Experts translate voice tech needs

The universal translator made popular in Star Trek movies is still years, if not decades away, but speech and voice recognition technologies can — and are — helping the U.S. armed services achieve their missions.

However, government users must better define their requirements to get applicable tools into warfighters' hands, according to government and industry experts.

"Our responsibility [in the armed services] is to better explain what we need to do," said Ashley Johnson, science adviser for the Marine Corps' Marine Forces Pacific. "It's the art of the possible with requirements. For high-tech analysis and intelligence stuff at the three-letter agencies, there are good tools, but moving that capability to the front line targeted to mission areas, we're just starting to scratch the surface."

Speaking July 30 at a speech and voice technology conference in Washington, D.C., Johnson said getting quality technologies, including translation tools, into warfighters' hands requires a "management of expectations" from Defense Department users and commercial technology providers.

He added that pocket "phrase-a-lators," which can translate basic phrases in foreign languages, are being used in Afghanistan and elsewhere in the world with some success.

Judith Markowitz, president of J. Markowitz, Consultants, said the speech and voice technology market is expected to be worth about $6 billion by 2006, with government and military customers accounting for 15 percent to 20 percent of that spending.

The three main types of technologies are:

* Voice biometrics, which includes speaker authentication.

* Speech and voice generation, which includes text-to-speech synthesis.

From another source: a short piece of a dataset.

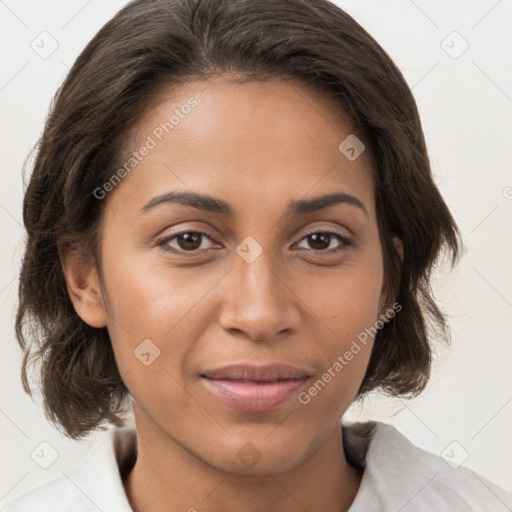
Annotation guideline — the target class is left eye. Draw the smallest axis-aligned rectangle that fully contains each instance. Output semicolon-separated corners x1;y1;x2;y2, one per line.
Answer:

* Speech and language recognition, which includes audio mining.

But if a vendor suggests a device is "all things to all people," military users will quickly be disappointed when it doesn't meet expectations, and then they will "throw it in the back of the truck," Johnson said.

"You have got to target a device towards an environment," Johnson said. "If a Marine understands what he's got and how to use it, even if it's only 70 or 80 percent, he can deal with that."

Jake Hodges, vice president of operations at Eumetria Inc., a consulting firm that has evaluated numerous speech and voice technologies for government agencies, agreed and said that determining operational requirements and how a device is going to be used are the key elements.

"First, you have to understand what a users' requirements are or they will take the systems out there and the portions that it applies to [will use it] and for the others that it doesn't work, it becomes a doorstop," Hodges said. "One piece of equipment can't satisfy everybody."

However, dependability is equally important as a small footprint, reliable power source and usability, Johnson said.

"It must also be user-friendly," he said. "If you need a Ph.D. to use it and you hand that to a 19-year-old Marine who is used to five or six sentences explaining how to use [equipment], that's not the right environment." But that tool could work for a senior intelligence analyst, he added. "You have to understand the target."